Monday, February 16, 2015

Holding Rome together

Here’s my latest Material Witness column for Nature Materials.


Calling it the world’s earliest shopping mall is perhaps a qualified accolade, but Trajan’s Market in Rome is certainly a remarkable structure. These vaulted arcades, built early in the second century AD and perhaps originally administrative offices, have withstood almost two millennia of moderate-scale earthquakes. They aren’t alone in that: the Pantheon, Hadrian’s Mausoleum and the Baths of Diocletian in Rome have all shown comparable longevity and resilience. What is their secret?

The structures use concrete made from the pyroclastic volcanic rock of the region: coarse rubble of tuff and brick bound with a mortar made from volcanic ash. It is this mortar that provides structural stability, but the properties that give it such durability have only now been examined. Jackson et al. [Proc. Natl Acad. Sci. USA 111, 18484 (2014) – here] have reproduced the mortar used by Roman builders and used microdiffraction and tomography to study how it acquires its remarkable cohesion.

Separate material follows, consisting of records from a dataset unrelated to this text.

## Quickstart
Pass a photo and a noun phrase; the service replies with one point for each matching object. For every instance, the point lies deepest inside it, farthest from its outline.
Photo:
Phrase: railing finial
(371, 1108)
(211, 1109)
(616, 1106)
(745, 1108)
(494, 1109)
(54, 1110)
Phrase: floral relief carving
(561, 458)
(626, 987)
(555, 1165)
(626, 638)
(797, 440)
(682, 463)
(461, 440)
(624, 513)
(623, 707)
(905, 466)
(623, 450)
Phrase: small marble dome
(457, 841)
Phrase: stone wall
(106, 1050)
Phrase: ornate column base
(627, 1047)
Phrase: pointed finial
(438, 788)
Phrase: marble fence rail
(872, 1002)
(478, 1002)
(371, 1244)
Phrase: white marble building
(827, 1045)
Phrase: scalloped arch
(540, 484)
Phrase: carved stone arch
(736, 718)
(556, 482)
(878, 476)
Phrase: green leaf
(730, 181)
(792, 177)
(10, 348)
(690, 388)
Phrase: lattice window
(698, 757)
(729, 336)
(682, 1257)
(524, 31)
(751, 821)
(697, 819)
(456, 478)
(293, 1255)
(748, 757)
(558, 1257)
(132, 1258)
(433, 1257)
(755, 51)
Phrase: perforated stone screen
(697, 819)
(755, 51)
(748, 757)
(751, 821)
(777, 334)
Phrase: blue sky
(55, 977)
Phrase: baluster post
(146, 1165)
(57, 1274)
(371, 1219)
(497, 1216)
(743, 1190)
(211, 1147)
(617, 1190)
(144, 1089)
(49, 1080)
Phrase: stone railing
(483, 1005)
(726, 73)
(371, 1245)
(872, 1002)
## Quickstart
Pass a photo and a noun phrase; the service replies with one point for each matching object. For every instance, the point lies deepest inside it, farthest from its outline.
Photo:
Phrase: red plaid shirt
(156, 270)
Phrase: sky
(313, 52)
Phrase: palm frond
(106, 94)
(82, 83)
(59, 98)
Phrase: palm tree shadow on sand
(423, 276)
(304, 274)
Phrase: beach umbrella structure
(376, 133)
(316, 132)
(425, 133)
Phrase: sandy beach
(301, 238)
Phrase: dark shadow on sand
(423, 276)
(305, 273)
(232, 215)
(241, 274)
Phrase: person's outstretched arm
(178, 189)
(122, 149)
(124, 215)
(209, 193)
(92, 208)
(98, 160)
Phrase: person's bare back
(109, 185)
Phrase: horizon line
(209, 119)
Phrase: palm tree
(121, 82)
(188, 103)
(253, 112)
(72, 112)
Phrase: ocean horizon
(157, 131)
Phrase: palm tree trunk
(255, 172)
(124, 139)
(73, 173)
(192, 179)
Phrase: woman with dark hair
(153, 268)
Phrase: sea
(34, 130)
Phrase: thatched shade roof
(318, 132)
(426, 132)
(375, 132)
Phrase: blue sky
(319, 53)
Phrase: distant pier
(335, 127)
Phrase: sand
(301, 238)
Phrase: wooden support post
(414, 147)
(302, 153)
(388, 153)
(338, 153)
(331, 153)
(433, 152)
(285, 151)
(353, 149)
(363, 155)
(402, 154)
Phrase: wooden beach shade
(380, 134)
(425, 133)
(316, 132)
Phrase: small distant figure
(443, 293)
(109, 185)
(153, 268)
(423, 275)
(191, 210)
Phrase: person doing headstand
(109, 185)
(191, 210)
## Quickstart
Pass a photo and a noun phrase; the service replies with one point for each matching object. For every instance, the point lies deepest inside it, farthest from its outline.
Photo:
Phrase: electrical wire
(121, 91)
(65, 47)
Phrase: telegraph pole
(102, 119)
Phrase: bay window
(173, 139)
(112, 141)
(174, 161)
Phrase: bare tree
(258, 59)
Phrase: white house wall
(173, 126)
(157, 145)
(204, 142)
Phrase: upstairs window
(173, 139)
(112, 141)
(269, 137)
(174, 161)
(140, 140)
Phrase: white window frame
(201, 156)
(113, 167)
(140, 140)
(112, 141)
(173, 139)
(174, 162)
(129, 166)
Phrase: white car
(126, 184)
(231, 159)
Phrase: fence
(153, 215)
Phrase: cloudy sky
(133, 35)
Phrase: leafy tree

The Roman mortar was the result of a century or more of experimentation. It used pozzolan, an aluminosilicate volcanic pumice found in the region of the town of Pozzuoli, near Naples, which, when mixed with slaked lime (calcium hydroxide) in the presence of moisture, recrystallizes into a hydrated cementitious material. Although named for its Roman use, pozzolan has a much longer history in building and remained in use until the introduction of Portland cements in the eighteenth century.

The production of the volcanic ash–lime cement was described by the Roman engineer Vitruvius in his book an architecture from the first century BC, and Jackson et al. followed his recipe to make modern analogues. They found that the tensile strength and fracture energy increased steadily over several months, and used electron microscopy and synchrotron X-ray diffraction to look at the fracture surfaces and the chemical nature of the cementitious phases. Among the poorly crystalline matrix are platey crystals of a calcium aluminosilicate phase called strätinglite, crystallized in situ, which seem to act rather like the steel or glass microfibres added to some cements today to toughen them by providing obstacles to crack propagation. Unlike them, however, strätlingite resists corrosion.

Since the cement industry is a major producer of carbon dioxide liberated during the production of Portland cement, there is considerable interest in finding environmentally friendly alternatives. Some of these have a binding matrix of similar composition to the Roman mortar, and so Jackson et al. suggest that an improved understanding of what makes it so durable could point to approaches worth adopting today – such as using chemical additives that promote the intergrowth of reinforcing platelets.

Of course, the Roman engineers knew of the superior properties of their mortar only by experience. A similar combination of astute empiricism and good fortune lies behind the medieval lime mortars that, because of their slow setting, have preserved some churches and other buildings in the face of structural shifting. They tempt us to celebrate the skills of ancient artisans, but we should also remember that what we see today is selective: time has already levelled the failures.